I get her point (and yes, people will commit violent acts regardless of what’s in their arsenals), but I feel like it lacks nuance. First off, does anyone really think it was the box cutters that allowed 19 Islamist extremists to commit the 9/11 atrocities? I said: Box cutters didn’t bring down those planes. A lifetime of indoctrination, years of planning, and the element of surprise did.

Moreover, let’s add up all the victims of gun violence and compare it to all the victims of knife violence and 9/11 put together. I’m guessing the former will tip the balance.

Mostly, I wanted to make this point: I don’t think *nobody* should have guns, but why did this mentally unstable man have access to semi-automatics?

Jessie helped me make my argument—that it does matter what the tool is that they use: guns make it ridiculously easy for insane people to take out a lot of people at once. Eliminating them won’t eliminate people on people violence but it will drastically cut down.

Joe replied: If someone were exercising their right to carry a handgun, that dude would have been stopped sooner. God knows I NEVER leave the house without mine.

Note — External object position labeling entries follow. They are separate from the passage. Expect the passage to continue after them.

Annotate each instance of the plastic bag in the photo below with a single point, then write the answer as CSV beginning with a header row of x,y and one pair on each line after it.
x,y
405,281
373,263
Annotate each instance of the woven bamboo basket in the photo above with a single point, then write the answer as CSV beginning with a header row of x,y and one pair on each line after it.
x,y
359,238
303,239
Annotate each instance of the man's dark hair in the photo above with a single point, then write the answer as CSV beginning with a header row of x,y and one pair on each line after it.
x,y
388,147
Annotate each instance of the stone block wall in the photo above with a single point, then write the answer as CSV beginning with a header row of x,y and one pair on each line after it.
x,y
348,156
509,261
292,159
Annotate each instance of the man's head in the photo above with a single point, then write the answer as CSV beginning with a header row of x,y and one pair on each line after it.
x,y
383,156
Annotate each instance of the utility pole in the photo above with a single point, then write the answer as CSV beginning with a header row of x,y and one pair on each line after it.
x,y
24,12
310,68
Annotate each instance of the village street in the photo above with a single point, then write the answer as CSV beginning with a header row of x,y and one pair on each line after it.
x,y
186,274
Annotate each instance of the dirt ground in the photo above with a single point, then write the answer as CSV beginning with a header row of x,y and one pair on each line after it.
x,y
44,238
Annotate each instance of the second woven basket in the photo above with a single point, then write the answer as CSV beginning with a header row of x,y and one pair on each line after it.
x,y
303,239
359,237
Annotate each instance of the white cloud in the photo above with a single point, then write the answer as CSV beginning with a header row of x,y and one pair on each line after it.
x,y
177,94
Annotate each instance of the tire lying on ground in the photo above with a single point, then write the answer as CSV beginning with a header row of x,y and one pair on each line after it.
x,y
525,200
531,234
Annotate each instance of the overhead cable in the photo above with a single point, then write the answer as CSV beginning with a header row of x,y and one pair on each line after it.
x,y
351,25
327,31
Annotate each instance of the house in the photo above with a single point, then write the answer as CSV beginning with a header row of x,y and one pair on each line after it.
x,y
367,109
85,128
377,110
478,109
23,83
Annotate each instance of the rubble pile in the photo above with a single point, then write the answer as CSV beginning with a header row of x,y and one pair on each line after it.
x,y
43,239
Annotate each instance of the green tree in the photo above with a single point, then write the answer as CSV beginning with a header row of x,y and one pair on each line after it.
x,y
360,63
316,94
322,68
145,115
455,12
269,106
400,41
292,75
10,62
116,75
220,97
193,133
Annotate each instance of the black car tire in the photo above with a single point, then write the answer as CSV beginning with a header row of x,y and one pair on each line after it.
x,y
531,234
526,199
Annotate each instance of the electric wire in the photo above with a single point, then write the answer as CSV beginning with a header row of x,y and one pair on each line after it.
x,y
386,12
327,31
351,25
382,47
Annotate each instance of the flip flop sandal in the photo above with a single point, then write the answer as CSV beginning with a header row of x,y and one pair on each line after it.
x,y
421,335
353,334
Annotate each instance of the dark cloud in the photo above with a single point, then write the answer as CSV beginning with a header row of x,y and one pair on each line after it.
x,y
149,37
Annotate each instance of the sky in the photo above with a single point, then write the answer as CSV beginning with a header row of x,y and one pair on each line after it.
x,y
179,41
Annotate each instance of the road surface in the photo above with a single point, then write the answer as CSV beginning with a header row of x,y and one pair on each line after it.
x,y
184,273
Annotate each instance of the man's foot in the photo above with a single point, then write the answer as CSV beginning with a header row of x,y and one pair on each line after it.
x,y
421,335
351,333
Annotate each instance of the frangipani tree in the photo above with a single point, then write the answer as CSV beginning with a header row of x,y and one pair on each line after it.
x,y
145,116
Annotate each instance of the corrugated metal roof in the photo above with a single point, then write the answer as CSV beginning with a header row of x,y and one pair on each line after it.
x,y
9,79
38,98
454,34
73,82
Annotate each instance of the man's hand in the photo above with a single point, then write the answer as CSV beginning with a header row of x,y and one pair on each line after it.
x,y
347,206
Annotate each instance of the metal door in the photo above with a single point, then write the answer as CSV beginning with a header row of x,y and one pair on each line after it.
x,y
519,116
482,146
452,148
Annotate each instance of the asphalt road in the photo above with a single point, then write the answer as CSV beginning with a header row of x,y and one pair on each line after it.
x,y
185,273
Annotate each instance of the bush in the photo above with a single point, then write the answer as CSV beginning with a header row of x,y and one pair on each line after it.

And here’s the thing about Joe. He’s a work of human bad-assery. (Seriously, insert “Shaft” soundtrack here.) He has spent his adult life learning to use weapons effectively, for work and for pleasure. He goes spearfishing, for god’s sake. That’s fishing but with a spear.

So I told him: I know, Joe. And believe me, of all the people that carry guns, you’re the guy I want to have one. But you’re, like, special-trained, secret service dude. Most people who pack are about as skillful with a gun as I am with a stove, but at least the only person I’m endangering with my cooking is me.

I really don’t believe in the elimination of guns. I don’t. But I mean, do people in Arizona have to take a driving test before they can get behind the wheel of a car? Why don’t they have to pass some sort of assessment of skills and, more importantly, mental health before they stick a Glock in their pants and go to Safeway?

What do I know though? Seriously, I don’t know. Are gun tests the answer? If not, what is?